The Deceptive Successes of Terror
At first glance, Hamas and its Iranian patron seem to have achieved their goal: The massacre of October 7, 2023, will go down in history as a devastating terrorist act that deeply shook the Israeli civilian population. The partial support by international intellectuals and institutions such as the International Court of Justice even exceeded the terrorists’ expectations.
But this apparent success is deceptive. Palestinian society has been done a disservice. As long as its leadership remains unchanged, the growing generation will continue to be exposed to indoctrination that sows hatred and glorifies martyrdom. Only a profound change of heart that moves Palestinians towards a partnership relation with Israel can open up realistic future prospects for them.
Israel’s Resilience
Israeli society will, in all likelihood, once again demonstrate its proverbial resilience and overcome the current crisis. In doing so, it can continue to count on the support of numerous people worldwide who are not blinded by the loud anti-Israeli propaganda.
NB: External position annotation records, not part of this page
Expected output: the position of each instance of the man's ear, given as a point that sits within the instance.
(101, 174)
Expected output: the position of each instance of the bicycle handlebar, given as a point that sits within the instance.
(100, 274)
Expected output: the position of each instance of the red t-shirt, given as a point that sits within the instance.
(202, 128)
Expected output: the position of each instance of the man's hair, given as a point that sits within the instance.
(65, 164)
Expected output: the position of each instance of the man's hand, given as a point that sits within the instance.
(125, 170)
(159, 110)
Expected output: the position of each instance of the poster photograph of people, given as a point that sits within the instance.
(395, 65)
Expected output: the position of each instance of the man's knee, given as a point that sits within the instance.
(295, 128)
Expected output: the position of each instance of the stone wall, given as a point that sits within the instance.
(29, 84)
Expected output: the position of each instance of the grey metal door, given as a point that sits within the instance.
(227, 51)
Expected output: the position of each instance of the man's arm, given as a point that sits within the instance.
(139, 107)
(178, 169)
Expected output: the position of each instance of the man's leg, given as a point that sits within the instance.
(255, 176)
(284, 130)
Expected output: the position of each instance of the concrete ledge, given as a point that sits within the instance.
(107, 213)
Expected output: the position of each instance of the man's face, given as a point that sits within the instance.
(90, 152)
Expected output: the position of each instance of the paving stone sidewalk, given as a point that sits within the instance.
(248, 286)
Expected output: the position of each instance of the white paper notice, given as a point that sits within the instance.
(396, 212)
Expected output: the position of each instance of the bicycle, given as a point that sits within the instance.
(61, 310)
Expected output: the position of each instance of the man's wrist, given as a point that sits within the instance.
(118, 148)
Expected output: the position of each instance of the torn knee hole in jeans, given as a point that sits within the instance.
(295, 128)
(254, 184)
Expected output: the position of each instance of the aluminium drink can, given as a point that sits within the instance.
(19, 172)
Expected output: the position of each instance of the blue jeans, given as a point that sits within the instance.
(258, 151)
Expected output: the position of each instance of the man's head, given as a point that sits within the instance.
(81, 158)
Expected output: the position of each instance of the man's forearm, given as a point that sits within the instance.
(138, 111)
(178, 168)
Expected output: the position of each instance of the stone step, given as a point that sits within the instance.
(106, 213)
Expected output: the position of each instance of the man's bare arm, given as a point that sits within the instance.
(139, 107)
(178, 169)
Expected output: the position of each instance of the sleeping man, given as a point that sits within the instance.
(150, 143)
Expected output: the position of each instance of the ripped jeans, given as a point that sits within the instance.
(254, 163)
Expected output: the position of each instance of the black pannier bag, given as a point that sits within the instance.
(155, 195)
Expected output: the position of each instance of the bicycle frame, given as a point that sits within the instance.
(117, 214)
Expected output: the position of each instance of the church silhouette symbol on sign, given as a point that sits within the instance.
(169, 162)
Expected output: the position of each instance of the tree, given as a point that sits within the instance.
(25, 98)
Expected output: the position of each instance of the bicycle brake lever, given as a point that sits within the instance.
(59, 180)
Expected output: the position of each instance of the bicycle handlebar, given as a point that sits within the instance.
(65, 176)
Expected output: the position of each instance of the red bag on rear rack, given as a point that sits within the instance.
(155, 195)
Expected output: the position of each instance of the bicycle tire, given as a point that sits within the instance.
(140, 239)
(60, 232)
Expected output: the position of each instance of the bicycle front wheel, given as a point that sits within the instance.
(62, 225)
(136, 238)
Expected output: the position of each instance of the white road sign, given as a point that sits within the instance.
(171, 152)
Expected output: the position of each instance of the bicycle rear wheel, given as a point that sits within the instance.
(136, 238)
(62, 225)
Those who look closely recognize the unshakeable solidarity within Israel that emerges especially in times of crisis – despite all social tensions. On October 7, 2023, numerous civilians left their families at the Shabbat table to face an overwhelming force of terrorists. They rescued injured people in their private vehicles and repeatedly returned to the danger zones, with many of them losing their own lives. These hero stories are in the process of being collected in Israel and are to be published in book form.
An entire book could also be written about the mutual aid efforts within Israeli civil society during this war. Hundreds of volunteers compete with each other to assist the relatives of those killed and injured. Taxi drivers transport the injured to outpatient treatments free of charge, while entrepreneurs arrange for disability-friendly renovations of their homes. When one of our sons received a 24-hour leave from the army, a private person immediately drove him hundreds of miles from the northern border with Lebanon directly to Jerusalem, so he could spend as much time as possible with his family.
Another recent example of solidarity in Israeli society: A few weeks ago, Gal Morenu, the young widow of Itai Morenu, sadly announced that she had lost her husband’s wedding ring at the beach in Ashkelon. Since Itai had fallen in battle against the terrorists on October 7th, Gal had been wearing his ring, adorned with biblical words, on a necklace. Promptly, dozens of volunteers gathered at the beach and combed through the sand for hours until the ring was found and returned to the widow.
The Path to a Common Future
In conclusion, it must be emphasized: Both Israeli and Palestinian society face the inevitable reality that the status quo cannot be maintained. A paradigm shift on the Palestinian side towards peaceful coexistence with Israel would be met with great willingness for a new beginning on the Israeli side.
Walls can be torn down, and innovative solution approaches can be developed. Ultimately, love for God and fellow human beings must triumph over cynicism and destructive nihilism – not only for the good of Israel and its neighbors but in the interest of the entire world community.